11月7日、大・大・大楽しみにしていた長岡京室内アンサンブル@東京文化会館小ホールへ行ってきました!平日の夜公演だったので、ユイが学校から帰るとすぐダッシュ、バババッとコンビニでパンとジュースを買って会場へ。東京文化会館は私の一番好きなホール♪テンション上がります!!・・・と思っていたら、会場前には既にずらーっと大行列ができていて、びっくり。その列にいる人の9割以上はお年寄り・・・。そして皆さん、やたらお喋りしながらワクワクしている!「○○年に聴きに行った時は・・・」だの、「○○さんが出てた時は・・・」だの、長年のファンな空気を醸しだされています。

プログラムは、グリーグ:組曲「ホルベアの時代より」Op.40、チャイコフスキー:弦楽のためのセレナード ハ長調Op.48、ヴィヴァルディ:ヴァイオリン協奏曲集「和声と創意への試み」Op.8より四季の名曲揃い。
グリーグはユイが1年生の時、私と一緒にオケの講習で弾いた曲。1楽章の出だし、ジャンジャカジャンジャカの疾走感が大好きで勢い良く弾いていたのに、こんなに繊細で優雅な音楽だったとは!!有名なチャイコフスキーの冒頭部分も、1音1音にアクセントがついた荘厳な音楽が思い浮かびますが、長岡京の音は可憐なpppから始まりました。

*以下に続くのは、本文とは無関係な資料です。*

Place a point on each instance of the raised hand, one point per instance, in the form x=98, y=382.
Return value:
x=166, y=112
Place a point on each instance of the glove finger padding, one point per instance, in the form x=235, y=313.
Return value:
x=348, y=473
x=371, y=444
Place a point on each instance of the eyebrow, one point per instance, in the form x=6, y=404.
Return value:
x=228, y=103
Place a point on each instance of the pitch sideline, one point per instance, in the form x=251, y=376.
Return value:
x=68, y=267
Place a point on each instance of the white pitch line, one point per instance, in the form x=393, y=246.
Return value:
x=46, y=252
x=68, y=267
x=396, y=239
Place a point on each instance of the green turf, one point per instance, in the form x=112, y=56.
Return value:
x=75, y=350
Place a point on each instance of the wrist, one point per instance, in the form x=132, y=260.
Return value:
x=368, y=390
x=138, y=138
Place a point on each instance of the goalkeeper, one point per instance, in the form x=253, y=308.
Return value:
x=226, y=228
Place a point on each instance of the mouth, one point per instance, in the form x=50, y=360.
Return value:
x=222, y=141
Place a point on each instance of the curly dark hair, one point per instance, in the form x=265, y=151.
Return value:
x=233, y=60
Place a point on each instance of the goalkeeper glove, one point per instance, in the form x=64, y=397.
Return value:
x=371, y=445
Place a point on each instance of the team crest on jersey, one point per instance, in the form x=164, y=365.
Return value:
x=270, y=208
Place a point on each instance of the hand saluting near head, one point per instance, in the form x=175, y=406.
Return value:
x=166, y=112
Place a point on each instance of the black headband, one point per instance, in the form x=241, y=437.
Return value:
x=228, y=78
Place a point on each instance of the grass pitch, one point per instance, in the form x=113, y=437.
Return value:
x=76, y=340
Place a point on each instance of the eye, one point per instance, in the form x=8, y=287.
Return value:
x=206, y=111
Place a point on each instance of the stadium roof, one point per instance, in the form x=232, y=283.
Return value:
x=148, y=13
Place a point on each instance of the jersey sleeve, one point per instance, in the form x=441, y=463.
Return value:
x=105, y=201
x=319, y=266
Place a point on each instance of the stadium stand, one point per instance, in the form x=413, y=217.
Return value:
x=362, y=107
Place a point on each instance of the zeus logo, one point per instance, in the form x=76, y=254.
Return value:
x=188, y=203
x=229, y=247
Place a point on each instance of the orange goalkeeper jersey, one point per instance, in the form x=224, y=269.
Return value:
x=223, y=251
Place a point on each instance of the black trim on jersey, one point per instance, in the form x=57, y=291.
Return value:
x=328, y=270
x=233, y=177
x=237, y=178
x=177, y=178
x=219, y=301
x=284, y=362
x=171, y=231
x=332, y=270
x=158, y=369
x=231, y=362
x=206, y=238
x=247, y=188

いやいや、びっくり。

ヴィヴァルディの四季は4人のソリストが演奏されました。春のヤンネ舘野さんは優しく優美な音。夏の石上真由子さんは激しく勢いのある音、秋の谷本華子さんはお茶目でくるくる変わる音、冬の高木和弘さんは厳しく流麗な音。アンサンブルの中心に座って個性豊かなソリストの音と一緒に歌い、対決し、邪魔し?、どんどん絡んでいくのがチェロの金子鈴太郎さん。金子さんのニッコニコ笑顔&むちゃくちゃ楽しそうな演奏姿に、今すぐ舞台の上に飛び乗って、自分も一緒に演奏したい!と思いました。そんなソリストと金子さんを囲むメンバーたちは、2人の周りで自由に飛び交う鳥や風のざわめきのよう。チェンバロやギターまでもが加わって、もう、それはそれは楽しそう!後ろの席のおじさまが、演奏中にもかかわらず、大きな声でおしゃべりしていましたが、気持ちわかる!自分も一緒に遊んでるような気がしてくるんですよ・・・。みんなが知っている曲を、みんなが知っているようには全然演奏しない森悠子先生と長岡京室内アンサンブル。この曲はどんなふうに料理されて出てくるのかな!?というワクワク感、「こう来たか!」という意外感、「楽しい!」という躍動感、奏者と客が一緒になって音楽を感じる。これってロックのライブと同じかも。終演後、会場を出る人みんながニコニコしてました。

終演後はお楽しみのサイン会。ロビーにメンバー全員がずらっと並んで座り、順番にサインをしてくれるんです。プロペラプロジェクトで顔馴染みのお兄さん・お姉さんがユイに声をかけてくれたり、TK先生にもサインをいただき、森先生はいつも通り満面の笑顔でユイを迎えてくださいました。心も身体も音楽の魅力で満たされる演奏会・・・今回のコンサートは全曲動画配信されるそうです。楽しみ!

会場で先行販売されたメンデルスゾーン:ヴァイオリン協奏曲 ニ短調のCD。これがまた素敵で、毎日聴いてます。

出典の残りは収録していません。